Why do we have an alkyl shift rather than epoxidation in a pinacol reaction? I don't understand why the hydroxyl group doesn't attack the positive charge.
Answer
Excellent question.
When the first Pinacol rearrangements were being studied, there was a suggestion that the product of the reaction was indeed the epoxide (migrations/shifts weren't well known reactions at this point in time, and methods of characterisaton were limited). The reaction that was being attempted is shown below (source: Wikipedia), however at this point there was even dispute over the structure of acetone, further adding to the complications.
One of the first reports of a Pinacol rearrangement
Today, we of course know that Pinacol and semi-Pinacol rearrangements occur when vicinal diols are treated with protic acid (or Lewis acids) to give the carbonyl product as a result of a [1,2]- alkyl shift.
Source: Strategic Applications Of Named Reactions. Wiley.

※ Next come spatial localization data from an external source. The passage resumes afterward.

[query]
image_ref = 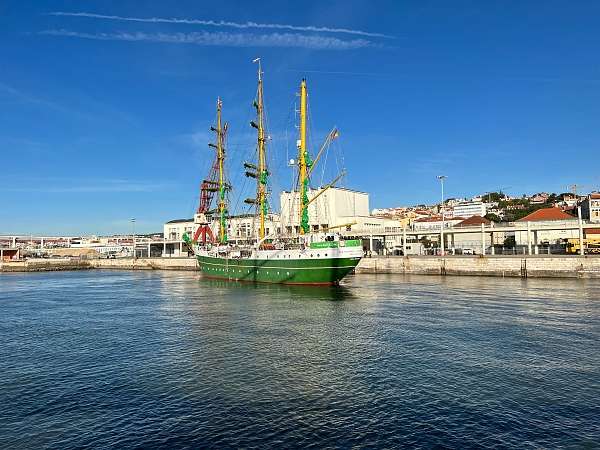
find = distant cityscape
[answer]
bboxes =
[2,187,600,261]
[372,190,600,224]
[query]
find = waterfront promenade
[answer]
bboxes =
[2,255,600,278]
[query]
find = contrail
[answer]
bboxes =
[40,29,378,50]
[48,12,394,39]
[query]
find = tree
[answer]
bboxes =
[419,236,432,248]
[504,236,516,248]
[485,192,505,202]
[484,213,501,223]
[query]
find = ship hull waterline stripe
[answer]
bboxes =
[199,273,345,286]
[199,260,359,271]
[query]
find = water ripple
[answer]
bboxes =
[0,271,599,448]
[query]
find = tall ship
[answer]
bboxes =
[186,60,363,285]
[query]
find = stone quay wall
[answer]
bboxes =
[3,256,600,278]
[355,255,600,278]
[90,257,197,271]
[0,257,197,272]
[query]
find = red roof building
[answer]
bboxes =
[517,207,575,222]
[455,215,492,227]
[412,216,466,231]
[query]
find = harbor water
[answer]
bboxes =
[1,271,599,448]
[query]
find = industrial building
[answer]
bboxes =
[279,187,370,233]
[164,213,281,244]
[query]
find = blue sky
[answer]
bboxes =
[2,0,600,235]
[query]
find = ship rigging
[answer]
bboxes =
[188,59,362,285]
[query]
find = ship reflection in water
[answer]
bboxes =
[0,271,599,449]
[198,277,356,301]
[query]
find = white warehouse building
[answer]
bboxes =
[279,187,370,234]
[452,201,487,218]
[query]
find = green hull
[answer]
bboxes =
[197,255,360,285]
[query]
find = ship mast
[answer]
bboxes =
[298,79,312,235]
[210,97,228,244]
[250,58,268,240]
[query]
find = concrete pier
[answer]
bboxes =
[2,255,600,278]
[356,255,600,278]
[0,257,197,272]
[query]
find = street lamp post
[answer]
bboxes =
[131,218,136,260]
[577,205,585,255]
[437,175,447,256]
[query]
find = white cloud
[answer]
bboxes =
[40,29,377,50]
[49,12,393,38]
[0,81,76,115]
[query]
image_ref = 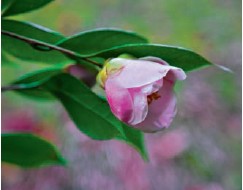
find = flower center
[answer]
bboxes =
[147,91,161,105]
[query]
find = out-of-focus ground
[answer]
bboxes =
[2,0,241,189]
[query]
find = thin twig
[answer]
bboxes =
[1,84,29,92]
[2,30,103,67]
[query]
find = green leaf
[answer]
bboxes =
[58,29,148,56]
[1,50,15,65]
[2,0,53,17]
[2,19,65,44]
[12,67,63,99]
[1,0,13,12]
[8,72,148,159]
[9,72,148,158]
[87,44,212,72]
[2,20,71,64]
[40,74,148,158]
[1,28,99,69]
[42,73,123,140]
[14,67,63,85]
[2,133,66,167]
[2,34,71,64]
[118,124,148,161]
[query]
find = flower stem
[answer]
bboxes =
[1,84,29,92]
[1,30,103,67]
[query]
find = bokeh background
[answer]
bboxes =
[2,0,241,189]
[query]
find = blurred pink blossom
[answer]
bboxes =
[81,170,117,190]
[2,109,59,144]
[2,110,36,133]
[148,129,190,162]
[107,140,150,190]
[186,182,224,190]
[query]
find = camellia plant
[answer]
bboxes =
[1,0,222,167]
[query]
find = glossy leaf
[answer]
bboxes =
[41,74,148,158]
[9,72,148,158]
[1,29,98,68]
[2,34,71,64]
[14,68,62,85]
[2,0,53,17]
[86,44,212,72]
[1,0,13,12]
[2,19,65,44]
[2,20,71,64]
[42,74,123,140]
[12,67,63,99]
[2,133,66,167]
[1,50,14,65]
[58,28,148,55]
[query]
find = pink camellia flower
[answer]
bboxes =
[97,56,186,132]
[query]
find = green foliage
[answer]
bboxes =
[13,67,63,85]
[2,133,66,167]
[94,44,211,72]
[2,20,70,64]
[12,67,63,99]
[42,74,123,140]
[2,19,212,71]
[1,50,13,65]
[2,34,70,64]
[2,19,64,43]
[58,29,148,55]
[8,71,148,158]
[2,0,53,17]
[42,74,148,158]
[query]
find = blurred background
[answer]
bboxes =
[1,0,241,189]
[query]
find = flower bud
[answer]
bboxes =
[97,56,186,132]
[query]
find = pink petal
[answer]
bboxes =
[105,76,163,125]
[127,79,163,125]
[105,77,134,123]
[141,57,187,81]
[135,79,177,132]
[165,69,186,81]
[126,88,148,125]
[104,57,186,131]
[140,56,169,65]
[108,58,170,88]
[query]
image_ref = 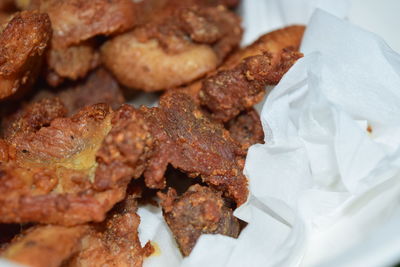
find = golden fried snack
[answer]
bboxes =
[46,42,100,87]
[0,11,51,100]
[101,3,242,92]
[223,25,305,69]
[226,108,264,150]
[200,51,303,122]
[0,104,153,225]
[141,92,248,205]
[2,225,88,267]
[65,195,151,267]
[159,185,240,256]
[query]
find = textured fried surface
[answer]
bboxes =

Looking at the mechanism (below), we first have a rate-determining loss of water via protonation-elimination. This generates the all important cationic intermediate.
The simple answer to your question is that rearrangement occurs faster than epoxidation (which is never observed to any significant extent), this is intuitive if we consider that:
Under the acidic conditions, the alcohol required to form the epoxide is fully protonated, and hence not a very good nucleophile (in agreement with R-OH generally being a poor nucleophile except in basic conditions where we get the anionic alkoxide RO(-)
The migration generates a more stabilised carbocation by the influence of the oxygen LP donating into the carbocation to form the resulting ketone.
Source: Strategic Applications Of Named Reactions. Wiley.
As an aside, if you'd kept reading through Clayden by another page or so, you would have discovered that epoxides also undergo Pinacol-type rearrangements, so realistically even if the epoxide did form, it would simply re-open under the acidic/Lewis-acidic conditions before undergoing a rearrangement reaction.